Bolna starts streaming synthesizer audio as soon as the LLM emits the first sentence. You don't wait for the full LLM response.

`buffer_size` controls how many characters to accumulate before sending the first audio chunk. Smaller buffers start audio sooner but can produce choppy speech if the synthesizer is slow to respond.

```json theme={"system"}
"synthesizer": {
  "provider": "elevenlabs",
  "stream": true,
  "buffer_size": 100
}
```

A buffer of 100–150 characters is typical. ElevenLabs Turbo and Cartesia are the lowest-latency synthesis options.

***

## Network and telephony

The call's geographic path also adds latency. A caller in India connecting to a US-hosted telephony provider adds \~100–200ms round-trip. Use a telephony provider with regional presence near your callers:

* India: Plivo, Exotel, Vobiz
* US/global: Twilio, Plivo

For the lowest latency within India, enable Indian server configuration — see [Indian Server Configuration](/enterprise/indian-server-configuration).

***

## Reading latency data

Each completed execution includes:

```json theme={"system"}
"latency_data": {
  "time_to_first_audio": 189.69
}
```

`time_to_first_audio` is in milliseconds from the end of the caller's utterance to the start of the agent's audio response.
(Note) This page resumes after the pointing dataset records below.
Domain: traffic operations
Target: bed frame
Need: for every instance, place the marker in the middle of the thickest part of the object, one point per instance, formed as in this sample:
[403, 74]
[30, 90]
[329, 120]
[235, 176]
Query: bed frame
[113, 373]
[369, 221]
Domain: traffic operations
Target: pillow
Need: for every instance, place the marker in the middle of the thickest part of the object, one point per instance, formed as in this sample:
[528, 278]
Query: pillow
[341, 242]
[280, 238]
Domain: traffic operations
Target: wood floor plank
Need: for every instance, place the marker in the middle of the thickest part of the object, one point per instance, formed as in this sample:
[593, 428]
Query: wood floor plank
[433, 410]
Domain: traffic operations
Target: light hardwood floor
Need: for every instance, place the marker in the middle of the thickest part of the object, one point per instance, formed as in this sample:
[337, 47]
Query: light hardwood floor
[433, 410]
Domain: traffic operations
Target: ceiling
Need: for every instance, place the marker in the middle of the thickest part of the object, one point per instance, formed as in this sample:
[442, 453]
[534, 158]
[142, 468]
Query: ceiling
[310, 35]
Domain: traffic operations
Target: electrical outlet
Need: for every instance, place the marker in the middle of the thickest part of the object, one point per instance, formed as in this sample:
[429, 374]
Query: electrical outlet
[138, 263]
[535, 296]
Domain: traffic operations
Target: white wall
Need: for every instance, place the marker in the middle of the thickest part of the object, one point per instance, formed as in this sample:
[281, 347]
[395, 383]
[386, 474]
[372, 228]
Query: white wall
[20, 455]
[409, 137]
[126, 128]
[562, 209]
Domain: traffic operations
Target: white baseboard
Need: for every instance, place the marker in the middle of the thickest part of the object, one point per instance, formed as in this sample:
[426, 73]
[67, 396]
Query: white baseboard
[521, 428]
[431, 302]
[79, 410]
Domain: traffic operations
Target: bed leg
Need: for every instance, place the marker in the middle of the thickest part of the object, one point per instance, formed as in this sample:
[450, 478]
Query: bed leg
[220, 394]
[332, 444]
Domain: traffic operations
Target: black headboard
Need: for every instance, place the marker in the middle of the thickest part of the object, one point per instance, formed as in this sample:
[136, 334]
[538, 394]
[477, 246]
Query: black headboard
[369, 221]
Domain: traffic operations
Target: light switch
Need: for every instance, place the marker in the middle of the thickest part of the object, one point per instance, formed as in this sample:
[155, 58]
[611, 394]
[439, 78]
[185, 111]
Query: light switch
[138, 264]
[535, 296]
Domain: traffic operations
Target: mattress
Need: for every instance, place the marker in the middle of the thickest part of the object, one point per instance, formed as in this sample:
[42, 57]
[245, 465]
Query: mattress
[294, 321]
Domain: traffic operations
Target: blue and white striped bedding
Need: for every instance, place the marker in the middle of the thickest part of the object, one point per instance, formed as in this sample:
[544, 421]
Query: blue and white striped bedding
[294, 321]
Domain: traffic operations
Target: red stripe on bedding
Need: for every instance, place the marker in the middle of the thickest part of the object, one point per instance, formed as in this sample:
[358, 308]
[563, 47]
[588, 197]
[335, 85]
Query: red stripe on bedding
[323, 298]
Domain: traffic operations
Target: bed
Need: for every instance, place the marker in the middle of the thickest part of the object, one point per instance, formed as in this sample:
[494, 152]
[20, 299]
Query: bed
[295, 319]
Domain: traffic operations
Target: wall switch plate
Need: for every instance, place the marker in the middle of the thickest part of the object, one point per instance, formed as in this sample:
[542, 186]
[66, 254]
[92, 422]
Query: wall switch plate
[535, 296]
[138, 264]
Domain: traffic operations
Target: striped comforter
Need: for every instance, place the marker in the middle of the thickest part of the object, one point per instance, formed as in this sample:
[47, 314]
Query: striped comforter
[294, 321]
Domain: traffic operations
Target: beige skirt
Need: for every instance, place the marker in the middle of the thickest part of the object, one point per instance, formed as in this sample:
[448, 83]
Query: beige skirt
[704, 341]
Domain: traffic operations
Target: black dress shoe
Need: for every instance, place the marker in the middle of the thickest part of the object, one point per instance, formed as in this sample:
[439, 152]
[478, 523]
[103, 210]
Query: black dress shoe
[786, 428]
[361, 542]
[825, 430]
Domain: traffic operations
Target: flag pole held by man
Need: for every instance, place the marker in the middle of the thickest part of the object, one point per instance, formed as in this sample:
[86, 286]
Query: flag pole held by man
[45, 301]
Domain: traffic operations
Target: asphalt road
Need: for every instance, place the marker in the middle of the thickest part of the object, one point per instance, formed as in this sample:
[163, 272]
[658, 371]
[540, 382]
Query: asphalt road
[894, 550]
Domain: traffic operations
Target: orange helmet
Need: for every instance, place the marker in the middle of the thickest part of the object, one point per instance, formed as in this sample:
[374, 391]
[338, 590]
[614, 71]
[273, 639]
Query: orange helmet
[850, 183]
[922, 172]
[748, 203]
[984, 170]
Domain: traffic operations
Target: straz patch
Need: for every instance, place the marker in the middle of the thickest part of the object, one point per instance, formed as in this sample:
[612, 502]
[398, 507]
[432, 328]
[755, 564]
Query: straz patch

Monitor this across calls to detect regressions when you change providers, prompts, or model versions.

***

## Summary of tunable parameters

| Parameter                 | Where                       | Effect                                                                  |
| ------------------------- | --------------------------- | ----------------------------------------------------------------------- |
| `endpointing`             | transcriber config          | Reduce for faster response; increase to avoid mid-sentence interruption |
| `buffer_size`             | synthesizer config          | Reduce for faster first audio; increase for smoother speech             |
| `stream: true`            | synthesizer config          | Enable for streaming; never disable in production                       |
| LLM model choice          | `llm_config.model`          | Smaller models (gpt-4.1-mini, gemini-2.5-flash-lite) have lower TTFT    |
| `max_tokens`              | `llm_config`                | Lower cap reduces tail latency on long responses                        |
| Telephony provider region | `tools_config.input/output` | Match provider region to callers                                        |

See [Call Latencies](/concepts/call-latencies) for per-provider benchmarks.